A little light reading for lexophiles

I changed my iPod’s name to Titanic.  It’s syncing now.

England has no kidney bank, but it does have a Liverpool.

Haunted French pancakes give me the crepes.

This girl today said she recognized me from the Vegetarians Club, but I’d swear I’ve never met herbivore.

I know a guy who’s addicted to drinking brake fluid, but he says he can stop any time.

A thief who stole a calendar got twelve months.

When the smog lifts in Los Angeles U.C.L.A.

I got some batteries that were given out free of charge.

A dentist and a manicurist married.  They fought tooth and nail.

A will is a dead giveaway.

With her marriage, she got a new name and a dress.

Police were summoned to a daycare centre where a three-year-old was resisting a rest.

Did you hear about the fellow whose entire left side was cut off?  He’s all right now.
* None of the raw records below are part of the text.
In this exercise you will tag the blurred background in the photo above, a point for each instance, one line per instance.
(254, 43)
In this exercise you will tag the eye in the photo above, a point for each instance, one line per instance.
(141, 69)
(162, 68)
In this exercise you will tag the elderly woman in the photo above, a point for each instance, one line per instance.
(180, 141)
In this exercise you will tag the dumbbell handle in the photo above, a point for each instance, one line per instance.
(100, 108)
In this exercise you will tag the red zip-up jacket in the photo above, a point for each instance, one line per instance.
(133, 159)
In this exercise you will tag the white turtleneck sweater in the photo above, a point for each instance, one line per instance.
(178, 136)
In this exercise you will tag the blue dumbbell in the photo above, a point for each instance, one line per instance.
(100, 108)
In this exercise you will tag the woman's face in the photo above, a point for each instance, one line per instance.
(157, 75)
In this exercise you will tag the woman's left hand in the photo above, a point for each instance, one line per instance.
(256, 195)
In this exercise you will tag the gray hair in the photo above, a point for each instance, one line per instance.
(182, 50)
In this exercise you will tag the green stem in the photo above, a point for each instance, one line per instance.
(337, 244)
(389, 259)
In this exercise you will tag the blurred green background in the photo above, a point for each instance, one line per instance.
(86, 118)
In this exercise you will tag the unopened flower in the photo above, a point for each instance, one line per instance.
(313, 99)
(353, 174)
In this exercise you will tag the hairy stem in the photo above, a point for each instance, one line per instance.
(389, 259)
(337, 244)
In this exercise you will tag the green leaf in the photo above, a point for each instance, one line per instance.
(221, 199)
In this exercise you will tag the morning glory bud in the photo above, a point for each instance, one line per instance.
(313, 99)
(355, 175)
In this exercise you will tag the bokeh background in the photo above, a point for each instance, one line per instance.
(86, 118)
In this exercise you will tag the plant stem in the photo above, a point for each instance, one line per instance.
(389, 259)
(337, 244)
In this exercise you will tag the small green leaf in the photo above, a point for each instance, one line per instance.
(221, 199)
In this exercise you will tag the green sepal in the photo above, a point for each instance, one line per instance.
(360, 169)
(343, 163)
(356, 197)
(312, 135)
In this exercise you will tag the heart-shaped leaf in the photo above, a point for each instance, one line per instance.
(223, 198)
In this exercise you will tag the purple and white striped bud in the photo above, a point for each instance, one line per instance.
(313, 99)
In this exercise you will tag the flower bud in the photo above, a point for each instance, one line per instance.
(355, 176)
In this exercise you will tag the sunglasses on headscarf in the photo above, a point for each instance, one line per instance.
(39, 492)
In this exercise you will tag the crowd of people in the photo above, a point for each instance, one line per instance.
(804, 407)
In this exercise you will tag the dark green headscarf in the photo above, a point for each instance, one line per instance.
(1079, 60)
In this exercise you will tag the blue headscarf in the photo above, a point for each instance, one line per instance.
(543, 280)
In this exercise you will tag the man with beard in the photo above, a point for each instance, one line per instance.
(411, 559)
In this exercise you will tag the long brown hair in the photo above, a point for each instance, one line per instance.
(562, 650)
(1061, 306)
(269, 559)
A bicycle can’t stand alone; it’s just two tired.

The guy who fell onto an upholstery machine last week is now fully recovered.

He had a photographic memory but it was never fully developed.

When she saw her first strands of gray hair she thought she’d dye.

Acupuncture is a jab well done.  That’s the point of it.

I didn’t like my beard at first.  Then it grew on me.

Did you hear about the crossed-eyed teacher who lost her job because she couldn’t control her pupils?

When you get a bladder infection, urine trouble.

When chemists die, they barium.

I stayed up all night to see where the sun went, and then it dawned on me.

I’m reading a book about anti-gravity.  I just can’t put it down.

Those who get too big for their pants will be totally exposed in the end.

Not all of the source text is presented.